Kelompok ini melihat Bitcoin sebagai modal digital. Ini mendukung kas perusahaan, kredit berbasis Bitcoin, kustodi institusional, dan alat lapisan yang lebih tinggi yang membantu Bitcoin menjangkau lebih banyak pengguna.
Saylor mengatakan Teknolog Bitcoin percaya protokol harus terus ditingkatkan. Fokus mereka meliputi skalabilitas, privasi, keamanan, kegunaan, desain dompet, model kustodi, dan ancaman masa depan seperti komputasi kuantum.

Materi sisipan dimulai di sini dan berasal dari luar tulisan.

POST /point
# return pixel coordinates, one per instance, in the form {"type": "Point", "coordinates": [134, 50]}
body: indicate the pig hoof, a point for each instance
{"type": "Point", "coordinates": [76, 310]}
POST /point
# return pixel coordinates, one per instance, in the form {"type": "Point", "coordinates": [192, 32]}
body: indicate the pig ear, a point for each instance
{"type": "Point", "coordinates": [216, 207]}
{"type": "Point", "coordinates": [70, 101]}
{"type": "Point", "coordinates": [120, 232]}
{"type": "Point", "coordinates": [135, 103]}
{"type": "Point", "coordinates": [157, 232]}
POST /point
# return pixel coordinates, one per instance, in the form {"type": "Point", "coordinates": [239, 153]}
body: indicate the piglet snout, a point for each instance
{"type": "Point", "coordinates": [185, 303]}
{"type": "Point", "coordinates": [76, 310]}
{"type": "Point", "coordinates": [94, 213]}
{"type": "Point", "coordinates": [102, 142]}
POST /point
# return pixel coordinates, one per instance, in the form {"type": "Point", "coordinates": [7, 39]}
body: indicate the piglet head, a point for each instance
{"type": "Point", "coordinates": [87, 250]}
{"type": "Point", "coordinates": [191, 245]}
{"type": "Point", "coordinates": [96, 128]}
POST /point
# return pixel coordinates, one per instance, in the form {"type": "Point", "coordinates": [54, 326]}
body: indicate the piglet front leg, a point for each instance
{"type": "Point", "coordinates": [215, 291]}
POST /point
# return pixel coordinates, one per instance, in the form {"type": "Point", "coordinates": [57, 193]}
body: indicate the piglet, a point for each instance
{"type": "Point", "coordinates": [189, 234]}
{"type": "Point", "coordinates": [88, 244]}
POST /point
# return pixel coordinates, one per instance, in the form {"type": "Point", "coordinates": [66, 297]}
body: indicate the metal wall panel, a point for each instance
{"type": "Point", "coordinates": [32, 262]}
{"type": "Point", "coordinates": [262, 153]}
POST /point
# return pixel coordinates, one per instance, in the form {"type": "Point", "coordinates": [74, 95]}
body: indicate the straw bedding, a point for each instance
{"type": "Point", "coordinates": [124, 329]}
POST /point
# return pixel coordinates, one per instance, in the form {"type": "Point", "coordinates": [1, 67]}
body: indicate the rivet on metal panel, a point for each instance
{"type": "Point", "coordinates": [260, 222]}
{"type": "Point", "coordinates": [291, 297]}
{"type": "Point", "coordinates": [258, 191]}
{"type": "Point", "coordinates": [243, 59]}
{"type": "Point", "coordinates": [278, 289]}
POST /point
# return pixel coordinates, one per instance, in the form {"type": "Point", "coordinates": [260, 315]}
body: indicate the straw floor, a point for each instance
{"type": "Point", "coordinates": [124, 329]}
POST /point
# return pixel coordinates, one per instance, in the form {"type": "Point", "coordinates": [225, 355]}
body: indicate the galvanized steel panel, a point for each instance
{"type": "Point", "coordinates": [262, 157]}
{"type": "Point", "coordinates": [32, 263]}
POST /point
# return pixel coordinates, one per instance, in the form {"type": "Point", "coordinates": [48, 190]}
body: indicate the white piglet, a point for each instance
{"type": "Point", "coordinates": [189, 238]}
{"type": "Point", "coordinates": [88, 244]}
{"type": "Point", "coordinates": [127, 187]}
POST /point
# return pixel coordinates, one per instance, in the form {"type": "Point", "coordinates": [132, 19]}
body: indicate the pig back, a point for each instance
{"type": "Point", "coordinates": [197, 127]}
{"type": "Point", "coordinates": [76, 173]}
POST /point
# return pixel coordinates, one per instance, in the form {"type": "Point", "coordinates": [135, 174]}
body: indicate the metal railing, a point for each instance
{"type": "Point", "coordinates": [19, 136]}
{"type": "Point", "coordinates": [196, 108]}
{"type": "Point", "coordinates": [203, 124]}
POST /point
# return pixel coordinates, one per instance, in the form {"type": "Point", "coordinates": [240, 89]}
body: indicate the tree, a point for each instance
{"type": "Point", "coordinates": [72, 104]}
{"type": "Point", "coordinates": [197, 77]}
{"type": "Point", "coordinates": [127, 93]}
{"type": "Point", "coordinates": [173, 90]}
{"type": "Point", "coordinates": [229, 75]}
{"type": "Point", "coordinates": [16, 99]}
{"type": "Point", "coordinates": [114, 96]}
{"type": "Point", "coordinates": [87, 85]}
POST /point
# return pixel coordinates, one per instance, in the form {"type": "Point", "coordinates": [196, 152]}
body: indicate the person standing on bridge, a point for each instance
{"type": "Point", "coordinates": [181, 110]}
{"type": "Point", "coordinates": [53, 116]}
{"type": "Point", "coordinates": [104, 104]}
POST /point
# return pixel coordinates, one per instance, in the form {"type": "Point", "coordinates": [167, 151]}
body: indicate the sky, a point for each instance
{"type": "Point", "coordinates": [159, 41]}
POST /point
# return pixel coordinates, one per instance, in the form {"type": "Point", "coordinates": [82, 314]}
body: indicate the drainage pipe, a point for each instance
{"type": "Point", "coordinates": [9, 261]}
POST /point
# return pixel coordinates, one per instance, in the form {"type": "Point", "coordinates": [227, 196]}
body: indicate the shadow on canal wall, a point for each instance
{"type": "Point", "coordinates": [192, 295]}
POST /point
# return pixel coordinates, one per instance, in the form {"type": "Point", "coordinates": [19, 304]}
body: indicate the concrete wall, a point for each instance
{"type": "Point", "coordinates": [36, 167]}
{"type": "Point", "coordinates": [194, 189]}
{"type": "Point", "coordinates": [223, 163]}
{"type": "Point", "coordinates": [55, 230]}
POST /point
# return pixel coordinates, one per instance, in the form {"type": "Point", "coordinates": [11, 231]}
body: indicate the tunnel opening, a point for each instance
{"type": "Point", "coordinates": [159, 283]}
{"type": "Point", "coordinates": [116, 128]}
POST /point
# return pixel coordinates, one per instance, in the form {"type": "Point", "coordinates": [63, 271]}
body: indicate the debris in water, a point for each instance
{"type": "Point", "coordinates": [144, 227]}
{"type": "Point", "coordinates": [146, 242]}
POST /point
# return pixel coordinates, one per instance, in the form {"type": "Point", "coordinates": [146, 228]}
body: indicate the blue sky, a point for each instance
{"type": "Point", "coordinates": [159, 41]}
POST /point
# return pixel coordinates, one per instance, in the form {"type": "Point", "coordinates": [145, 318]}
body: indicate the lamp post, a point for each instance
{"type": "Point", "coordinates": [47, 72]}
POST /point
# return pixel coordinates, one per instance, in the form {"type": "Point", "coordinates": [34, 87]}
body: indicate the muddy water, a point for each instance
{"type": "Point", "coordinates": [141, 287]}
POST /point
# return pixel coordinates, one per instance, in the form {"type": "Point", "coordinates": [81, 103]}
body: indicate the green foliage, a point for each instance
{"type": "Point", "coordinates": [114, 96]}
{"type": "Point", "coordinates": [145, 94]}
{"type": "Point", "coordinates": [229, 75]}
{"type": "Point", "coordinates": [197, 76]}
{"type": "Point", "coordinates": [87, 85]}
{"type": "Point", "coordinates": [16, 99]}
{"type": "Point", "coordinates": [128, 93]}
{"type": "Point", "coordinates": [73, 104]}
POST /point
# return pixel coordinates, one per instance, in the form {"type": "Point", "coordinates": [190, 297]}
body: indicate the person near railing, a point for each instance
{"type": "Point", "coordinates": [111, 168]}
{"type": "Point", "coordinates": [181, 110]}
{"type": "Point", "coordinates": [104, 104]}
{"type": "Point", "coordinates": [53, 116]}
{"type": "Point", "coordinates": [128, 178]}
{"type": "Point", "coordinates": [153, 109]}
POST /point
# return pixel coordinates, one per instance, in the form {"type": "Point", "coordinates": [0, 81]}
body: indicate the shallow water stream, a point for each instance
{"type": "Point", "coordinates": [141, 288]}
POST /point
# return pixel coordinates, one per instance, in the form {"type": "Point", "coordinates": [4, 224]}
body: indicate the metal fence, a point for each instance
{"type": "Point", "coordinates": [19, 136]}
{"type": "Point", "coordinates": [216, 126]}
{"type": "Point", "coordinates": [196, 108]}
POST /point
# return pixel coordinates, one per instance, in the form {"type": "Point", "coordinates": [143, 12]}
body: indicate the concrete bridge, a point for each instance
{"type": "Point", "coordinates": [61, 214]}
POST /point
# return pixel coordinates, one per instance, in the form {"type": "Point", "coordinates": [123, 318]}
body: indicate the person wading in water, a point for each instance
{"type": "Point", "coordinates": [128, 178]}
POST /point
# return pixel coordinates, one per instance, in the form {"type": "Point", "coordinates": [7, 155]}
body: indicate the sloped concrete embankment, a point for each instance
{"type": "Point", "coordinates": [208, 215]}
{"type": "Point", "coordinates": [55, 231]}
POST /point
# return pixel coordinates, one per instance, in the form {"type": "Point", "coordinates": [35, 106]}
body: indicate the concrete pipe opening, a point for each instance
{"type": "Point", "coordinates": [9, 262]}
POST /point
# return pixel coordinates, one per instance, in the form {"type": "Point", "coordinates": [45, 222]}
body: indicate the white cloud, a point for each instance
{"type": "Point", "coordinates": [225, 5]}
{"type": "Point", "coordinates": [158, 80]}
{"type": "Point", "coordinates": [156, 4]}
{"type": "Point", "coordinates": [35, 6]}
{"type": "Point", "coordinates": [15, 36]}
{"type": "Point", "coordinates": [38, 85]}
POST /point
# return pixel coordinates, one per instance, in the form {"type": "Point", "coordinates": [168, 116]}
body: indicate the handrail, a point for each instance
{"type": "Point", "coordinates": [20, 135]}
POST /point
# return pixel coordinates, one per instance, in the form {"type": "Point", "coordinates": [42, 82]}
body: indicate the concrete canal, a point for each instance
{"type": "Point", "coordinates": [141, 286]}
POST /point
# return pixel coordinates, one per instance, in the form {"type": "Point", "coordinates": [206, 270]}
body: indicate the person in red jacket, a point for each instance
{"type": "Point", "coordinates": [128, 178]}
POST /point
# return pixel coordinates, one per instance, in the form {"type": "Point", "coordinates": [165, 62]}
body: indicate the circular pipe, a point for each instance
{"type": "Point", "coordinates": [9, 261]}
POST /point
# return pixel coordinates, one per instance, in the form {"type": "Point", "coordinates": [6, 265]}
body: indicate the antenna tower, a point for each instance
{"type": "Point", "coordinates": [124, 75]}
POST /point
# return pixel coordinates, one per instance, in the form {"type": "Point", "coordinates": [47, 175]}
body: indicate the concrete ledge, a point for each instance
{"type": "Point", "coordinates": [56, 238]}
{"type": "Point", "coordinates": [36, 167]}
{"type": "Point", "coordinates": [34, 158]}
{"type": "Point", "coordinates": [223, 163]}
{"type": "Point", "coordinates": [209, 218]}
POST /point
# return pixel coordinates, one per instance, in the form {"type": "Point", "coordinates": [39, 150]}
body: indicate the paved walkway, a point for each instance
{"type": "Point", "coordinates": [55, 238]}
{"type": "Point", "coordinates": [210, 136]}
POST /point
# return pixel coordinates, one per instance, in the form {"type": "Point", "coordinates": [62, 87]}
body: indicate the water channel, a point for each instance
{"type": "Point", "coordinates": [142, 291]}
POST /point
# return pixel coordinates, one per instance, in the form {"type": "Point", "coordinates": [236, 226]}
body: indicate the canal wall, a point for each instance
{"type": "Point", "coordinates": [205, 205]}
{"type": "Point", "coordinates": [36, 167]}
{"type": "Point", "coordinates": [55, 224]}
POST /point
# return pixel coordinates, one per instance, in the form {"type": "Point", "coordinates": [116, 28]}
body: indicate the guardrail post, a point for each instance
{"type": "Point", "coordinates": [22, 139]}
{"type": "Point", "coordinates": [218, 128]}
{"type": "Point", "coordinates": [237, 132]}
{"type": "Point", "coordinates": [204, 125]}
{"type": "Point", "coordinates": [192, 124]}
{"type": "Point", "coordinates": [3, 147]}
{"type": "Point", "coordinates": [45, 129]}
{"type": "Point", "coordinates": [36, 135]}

Dia juga memperingatkan bahwa perubahan protokol membawa risiko. Lapisan dasar Bitcoin memiliki nilai karena pengguna mempercayai stabilitasnya, jadi setiap perubahan harus memenuhi standar tinggi sebelum jaringan menerimanya.
Fundamentalis Bitcoin mengambil kehati-hatian yang berlawanan lebih jauh. Saylor mengatakan mereka berfokus pada penyimpanan mandiri (self-custody), node pribadi, desentralisasi, imutabilitas, dan ketahanan sensor.
Mereka khawatir bahwa bank, pemerintah, kustodian, leverage, dan rekayasa keuangan dapat melemahkan tujuan asli Bitcoin. Saylor mengatakan peran mereka adalah melindungi prinsip-prinsip inti Bitcoin sambil menghindari pandangan adopsi yang tertutup.
Makalah ini muncul di tengah minggu yang menegangkan bagi Saylor dan Strategy. Seperti yang dilaporkan sebelumnya oleh crypto.news, Strategy menjual 32 BTC senilai sekitar $2,5 juta, penjualan Bitcoin pertamanya sejak 2022.
Penjualan itu kecil dibandingkan dengan kepemilikan Strategy, tetapi menarik perhatian karena Saylor telah lama menganjurkan untuk menahan Bitcoin. Laporan terkait juga mengatakan Bitcoin diperdagangkan mendekati $60.000 karena arus keluar ETF dan sentimen yang lemah menambah tekanan.
Latar belakang itu memberikan makalah Saylor sudut pandang pasar yang tepat waktu. Bitcoin tidak lagi hanya jaringan teknis atau alat tabungan pribadi. Kini Bitcoin berada di dalam perusahaan publik, struktur kredit, ETF, dan perdebatan kebijakan.
Pesan terakhir Saylor menyarankan jalur yang beragam. Dia berpendapat bahwa Bitcoin harus melindungi lapisan dasarnya sambil memungkinkan pasar, aplikasi, alat kustodi, dan produk keuangan untuk berkembang di sekitarnya. Dia menyebut jalur itu sebagai ekspansi yang teratur.